HCR : le programme de rapatriement volontaire des réfugiés de la RDC prend de la vitesse

8 août 2012

Plus de 11.000 réfugiés originaires de la République démocratique du Congo (RDC) sont rentrés dans leur province natale, depuis l'accélération du programme de rapatriement volontaire, a annoncé mercredi le Haut commissariat des Nations Unies pour les réfugiés (HCR).

« Le rapatriement, qui avait commencé timidement, atteint petit à petit sa vitesse de croisière », s'est félicité le responsable du bureau du HCR à Dongo, Geert Van de Casteele, dans un communiqué de presse. « Si nous arrivons à conserver une moyenne de 300 personnes par convoi, nous espérons, pour le mois d'août, pouvoir rapatrier entre 8.000 et 9.000 personnes ».

Environ 143.000 ressortissants de la RDC avaient fui leurs villages pour les les pays voisins, dont 123.000 au Congo-Brazzaville et 20.000 en République centrafricaine, à la suite des affrontements interethniques provoqués fin 2009par un conflit sur les conditions d'exercice du droit de pêche et d'agriculture traditionnels entre les communautés Munzaya et Enyele.

Au Congo voisin, les réfugiés vivent sur plusieurs sites éparpillés sur plus de 500 kilomètres le long de la rivière Oubangui dans le département de la Likouala. Après la saison sèche, le niveau des eaux reste bas, ce qui représente un défi majeur pour le HCR qui doit acheminer du matériel pour l'opération de rapatriement volontaire.

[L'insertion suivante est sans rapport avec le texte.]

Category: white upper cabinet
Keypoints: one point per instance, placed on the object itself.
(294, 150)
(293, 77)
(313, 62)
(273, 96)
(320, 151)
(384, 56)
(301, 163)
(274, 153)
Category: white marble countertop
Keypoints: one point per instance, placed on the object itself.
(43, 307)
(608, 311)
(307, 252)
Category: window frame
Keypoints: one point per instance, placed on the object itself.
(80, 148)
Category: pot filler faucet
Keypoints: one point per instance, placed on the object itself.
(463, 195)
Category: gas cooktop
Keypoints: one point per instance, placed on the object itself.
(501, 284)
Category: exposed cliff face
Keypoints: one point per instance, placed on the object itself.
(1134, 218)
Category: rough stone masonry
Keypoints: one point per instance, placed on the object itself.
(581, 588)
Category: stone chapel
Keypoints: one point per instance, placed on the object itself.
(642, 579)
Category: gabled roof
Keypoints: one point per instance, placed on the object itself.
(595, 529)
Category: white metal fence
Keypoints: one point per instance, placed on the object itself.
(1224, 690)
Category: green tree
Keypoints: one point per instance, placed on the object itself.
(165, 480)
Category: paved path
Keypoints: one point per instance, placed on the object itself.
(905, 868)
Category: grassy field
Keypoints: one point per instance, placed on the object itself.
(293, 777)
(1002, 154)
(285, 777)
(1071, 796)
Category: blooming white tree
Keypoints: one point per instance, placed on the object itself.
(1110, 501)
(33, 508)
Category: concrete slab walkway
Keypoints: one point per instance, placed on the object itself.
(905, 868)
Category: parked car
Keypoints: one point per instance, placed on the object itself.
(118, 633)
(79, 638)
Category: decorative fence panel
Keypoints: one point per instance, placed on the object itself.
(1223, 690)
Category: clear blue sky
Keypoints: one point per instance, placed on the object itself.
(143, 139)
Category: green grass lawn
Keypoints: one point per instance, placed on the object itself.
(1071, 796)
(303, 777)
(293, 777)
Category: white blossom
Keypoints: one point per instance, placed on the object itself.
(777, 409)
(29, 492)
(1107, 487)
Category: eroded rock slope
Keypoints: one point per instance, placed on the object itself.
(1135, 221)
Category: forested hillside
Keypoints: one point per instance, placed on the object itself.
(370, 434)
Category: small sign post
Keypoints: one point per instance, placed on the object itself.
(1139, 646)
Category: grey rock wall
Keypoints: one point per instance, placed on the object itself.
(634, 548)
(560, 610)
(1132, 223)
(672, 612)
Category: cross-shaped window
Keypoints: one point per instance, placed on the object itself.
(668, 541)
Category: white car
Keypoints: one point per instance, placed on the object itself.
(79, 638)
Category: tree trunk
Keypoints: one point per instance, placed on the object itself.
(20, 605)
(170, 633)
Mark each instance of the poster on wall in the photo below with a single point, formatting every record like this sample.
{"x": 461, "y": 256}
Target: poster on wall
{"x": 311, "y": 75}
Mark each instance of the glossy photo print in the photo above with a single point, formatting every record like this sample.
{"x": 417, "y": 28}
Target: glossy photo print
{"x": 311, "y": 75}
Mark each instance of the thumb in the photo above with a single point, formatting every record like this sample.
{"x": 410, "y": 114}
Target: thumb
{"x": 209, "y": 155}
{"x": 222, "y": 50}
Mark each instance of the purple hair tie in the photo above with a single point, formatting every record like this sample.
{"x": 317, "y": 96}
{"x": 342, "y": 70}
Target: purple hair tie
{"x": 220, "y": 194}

Au 1er août, le HCR avait organisé 42 convois, qui ont ramené 10 596 réfugiés dans leur pays natal. Le 4 août, ils étaient au total 11 199. Pendant le mois d'août, le HCR espère faire partir 15 convois « organisés », pour lesquels le HCR affrète des bateaux, et 17 convois « semi-organisés », pour lesquels les réfugiés réservent leur traversée mais passent tout de même par le centre de réception du HCR dans la province de l'Équateur.

Avant le départ de la République du Congo, les réfugiés sont rassemblés dans un centre de départ. « Nous devons nous assurer que les candidats au retour sont aptes au voyage, que les personnes vivant avec des maladies chroniques et autres personnes vulnérables sont connues afin de recevoir assez de médicaments pour trois mois et leur permettre de continuer à se soigner », a expliqué le chef du bureau du HCR à Impfondo au Congo, Daniel Martin,

Le HCR apporte un soutien à la réintégration des rapatriés dans une région qui manque de nombreuses infrastructures. Des abris ont été construits pour les rapatriés les plus vulnérables. Deux bureaux supplémentaires, à Buburu et à Mbandaka en Equateur, vont être ouverts pour renforcer l'opération de rapatriement qui couvrira également le retour des réfugiés ayant fui vers la République centrafricaine.